Bond and equity market volatility continued to be reflected in the 12-month flow experience of several sectors, including Equity Long Bias funds with $33.8 billion in outflows, 10.1% of assets, Balanced (Stocks & Bonds) funds with $29.8 billion in redemptions, 12.2% of assets, Equity Long/Short funds with $29.2 billion in 12-month outflows, 13.6% of assets, and Fixed Income funds with $24.6 billion in outflows over the period, 4.3% of assets.
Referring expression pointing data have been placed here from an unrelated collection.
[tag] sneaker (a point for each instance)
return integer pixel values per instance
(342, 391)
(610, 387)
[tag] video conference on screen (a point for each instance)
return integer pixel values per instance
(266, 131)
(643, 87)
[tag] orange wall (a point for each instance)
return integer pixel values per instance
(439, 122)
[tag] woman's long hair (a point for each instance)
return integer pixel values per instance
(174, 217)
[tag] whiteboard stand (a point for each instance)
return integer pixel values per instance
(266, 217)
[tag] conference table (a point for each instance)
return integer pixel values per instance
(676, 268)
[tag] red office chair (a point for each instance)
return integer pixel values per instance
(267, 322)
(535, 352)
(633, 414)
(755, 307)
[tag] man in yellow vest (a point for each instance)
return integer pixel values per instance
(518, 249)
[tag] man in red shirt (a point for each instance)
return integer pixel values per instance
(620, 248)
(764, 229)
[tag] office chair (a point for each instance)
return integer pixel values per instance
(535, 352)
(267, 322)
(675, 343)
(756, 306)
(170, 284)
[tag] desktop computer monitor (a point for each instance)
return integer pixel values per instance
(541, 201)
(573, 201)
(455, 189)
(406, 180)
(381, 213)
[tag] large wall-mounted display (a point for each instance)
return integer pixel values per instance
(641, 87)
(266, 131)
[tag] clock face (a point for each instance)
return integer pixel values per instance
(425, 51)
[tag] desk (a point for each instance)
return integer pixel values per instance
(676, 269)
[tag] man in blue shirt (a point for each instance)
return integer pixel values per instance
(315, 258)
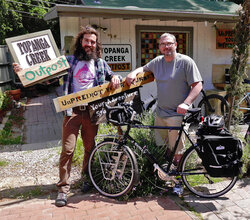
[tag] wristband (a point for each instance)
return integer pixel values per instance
(186, 104)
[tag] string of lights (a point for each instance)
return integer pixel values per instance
(27, 4)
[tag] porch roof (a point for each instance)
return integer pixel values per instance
(181, 10)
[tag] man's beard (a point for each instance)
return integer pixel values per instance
(169, 53)
(87, 56)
Managed futures funds' monthly redemption trend extended to 12 straight months in June with $2.1 billion in outflows for the month representing 0.7% of industry assets. While the CTA redemption trend slowed in some regions in June - and some even experienced net inflows - the month's global net outflows largely resulted from $2.4 billion in redemptions from funds in the U.K. and its offshore islands where investors' worries of a no-deal Brexit continue to mount.

For the 12-months ending June 30, managed futures experienced $20.2 billion in redemptions, 5.5% of assets.